What Can Dancers, Lesbians Tell Us About This Year's Best Actress Race?

So I know this ballet teacher in New York who was all jacked up on Black Swan before it opened here last weekend. She admits she doesn't see many movies in theaters, but from the trailer ("It looks scary; is it scary?") and a few previews ("The pointe work is on; I'd have to see the rest of it"), she knew enough to be despondent after having been shut out of two sold-out shows on Sunday evening. Thus is the curiosity and anticipation guiding many dancers to Natalie Portman's performance -- a physical, uncompromising bit of work that, so far, has dancers relatively unanimous in their approval. Relative, that is, to those lesbians who wrote off Portman's chief Oscar rival Annette Bening in that "f*cking disgusting" dramedy The Kids Are All Right.

Remember that from last summer? When a vocal group of lesbian critics weighed in with outrage over the concept that [spoiler alert] Julianne Moore's character might threaten not only her long-term relationship with Bening's character but her whole family by sleeping with their kids' sperm donor? Like, repeatedly? And really, outwardly enjoyably?
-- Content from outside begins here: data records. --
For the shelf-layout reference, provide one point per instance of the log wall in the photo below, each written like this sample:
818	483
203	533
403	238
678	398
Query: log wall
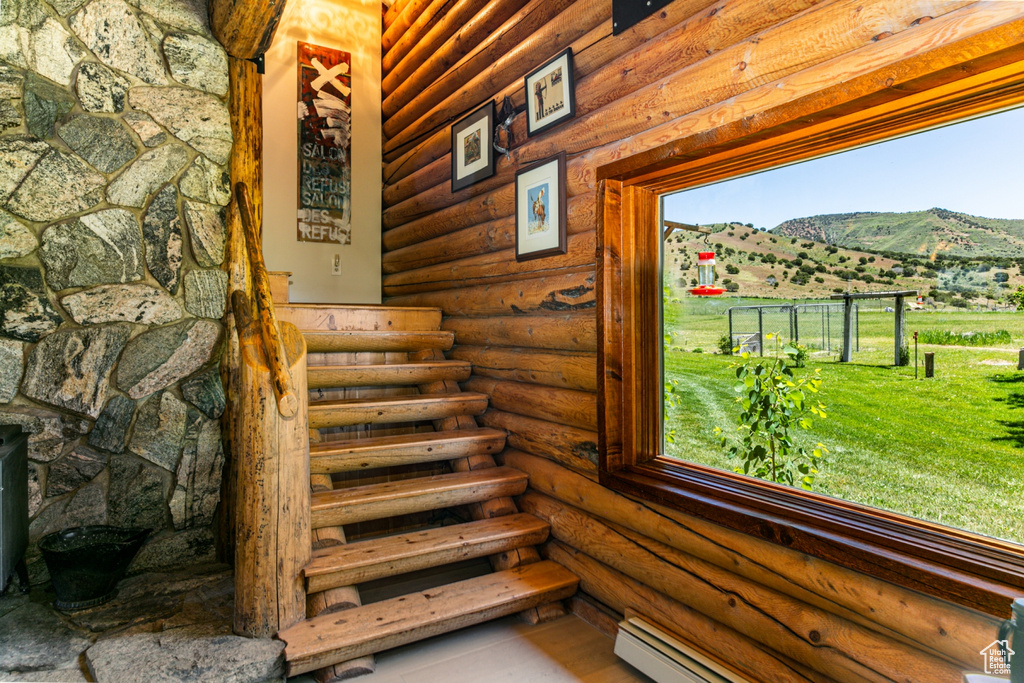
530	328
There was the dissenter who "could have puked right there in the aisle," and another one who argued in disbelief, "I'm okay with one of the lesbian moms crossing a line, but that line?" And -- yikes -- this:

One might suspect The Kids Are All Right was produced by Sarah Palin rather than Lisa Cholodenko, a renowned indie film writer and director who herself is a lesbian and a mother. Not only does the lesbian relationship in The Kids Are All Right seem inferior to that of the heterosexual relationship, the daughter in the movie is portrayed as sexually repressed and starved for a father figure, and the two lesbian mothers seem almost disappointed whey they find out their son is not gay.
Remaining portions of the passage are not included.